Some of you may recall my previous blog telling of a medication error that happened to someone close to me. I sat in the car (couldn’t go in because of COVID-19 precautions) while they were in the urgent care where they received an IM injection of ceftriaxone in a volume of 10 ml. A recap for those who may not be aware, the maximum volume in the gluteal muscle is 5 ml, and in the case of ceftriaxone, 1g of the total volume should have been 4 ml if reconstituted according to directions of 250mg/ml. The patient experienced sweating, clamminess, difficulty breathing, blood pressure changes and almost passed out! The administering nurse encouraged the patient to “hang in there, it’s almost over” then called the physician in after the injection as she thought the patient may have been experiencing an anaphylactic reaction.
Once I got past the horror of a loved one going through extreme pain that should not have happened, my medication safety persona took over and I was aghast at the idea that an urgent care nurse would not know the maximum IM volume allowed. One might say it was just human error. Perhaps, but I lean toward doubting that since the patient’s extreme reaction to the injection did not trigger any realization of a med error for the nurse. This leads me to believe it was not human error but rather a gap in knowledge.
What would your next steps have been? My approach and reason for reporting the error was so I could be assured that formal education had been done not only to this specific nurse but to the department as a whole. That is all I wanted – confirmation of what had been done to keep this from happening again. How many times has she done this to others as she did not seem to have the proper knowledge? If she did not, could there have been other staff that did not as well? Working in the med safety arena, I know all too well how easy it is for staff to brush things off as a one time event and not make any changes or improvements because they don’t even recognize the need for a thorough review or action of any kind. As I stated before, we reached out to the provider, but in her response she did not even address the error. Then we filed a formal grievance to which we got an apology call from the doctor and a letter that said essentially the matter would be addressed and considered closed. Remember, this is COVID time so I can’t walk into the urgent care and speak to anyone in person.

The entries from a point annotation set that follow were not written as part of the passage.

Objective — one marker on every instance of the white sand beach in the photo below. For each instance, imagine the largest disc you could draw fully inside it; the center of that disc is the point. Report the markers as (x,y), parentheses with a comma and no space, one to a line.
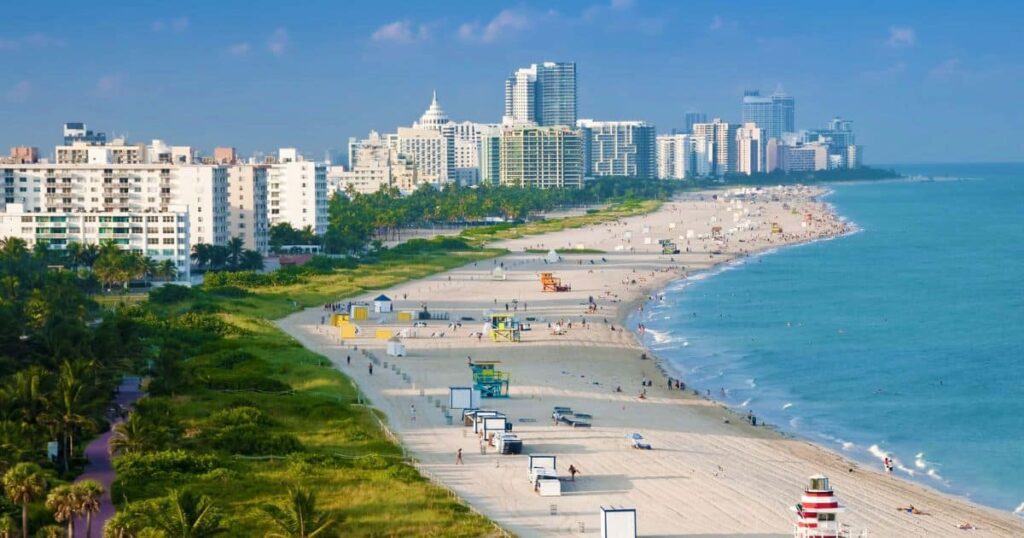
(710,472)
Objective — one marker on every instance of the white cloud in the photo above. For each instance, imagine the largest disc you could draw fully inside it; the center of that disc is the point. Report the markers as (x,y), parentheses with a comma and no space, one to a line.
(36,40)
(901,37)
(176,25)
(19,92)
(401,32)
(240,49)
(947,69)
(180,24)
(108,86)
(278,42)
(505,24)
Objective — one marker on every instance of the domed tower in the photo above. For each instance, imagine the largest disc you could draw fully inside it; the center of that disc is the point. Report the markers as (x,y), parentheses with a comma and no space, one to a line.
(434,118)
(816,512)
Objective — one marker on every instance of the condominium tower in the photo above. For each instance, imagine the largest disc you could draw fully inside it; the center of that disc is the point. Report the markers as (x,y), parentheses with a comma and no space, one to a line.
(543,93)
(619,148)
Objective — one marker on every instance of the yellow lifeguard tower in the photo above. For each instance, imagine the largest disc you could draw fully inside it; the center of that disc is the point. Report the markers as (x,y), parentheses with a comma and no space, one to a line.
(550,283)
(504,328)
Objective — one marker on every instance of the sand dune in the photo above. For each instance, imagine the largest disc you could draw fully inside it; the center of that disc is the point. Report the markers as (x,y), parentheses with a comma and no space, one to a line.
(710,473)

I was able to get the contact information for the manager and sent an email to which I got a reply “Our department did investigate and provide a formal response to the complaint. Unfortunately, we are unable to continue direct correspondence regarding this matter unless with compliance or through the ombudsman.” Would that have satisfied you? It did not satisfy me. So I went to the next step, which according to the formal response letter from this institution, was to file a complaint with the Department of Managed Healthcare. Their response? “For the quality of care and service issues in your complaint, [healthgroup] referred your concerns to its quality assurance program for further investigation. This means they will evaluate the quality of care and service you received.” Then they proceeded to tell me how I could file a formal complaint about a nurse or physician.
So here we are, a medication error occurred most likely because a nurse was lacking knowledge. We have no assurance anything has been done to correct the gap in knowledge in the department and the patient is left feeling ignored and frustrated. Is this what other victims of med errors feel like? Is this how health facilities routinely handle errors? If so, we have a real problem out there. How will anything change if the institutions don’t bring the patients into the process of improvement?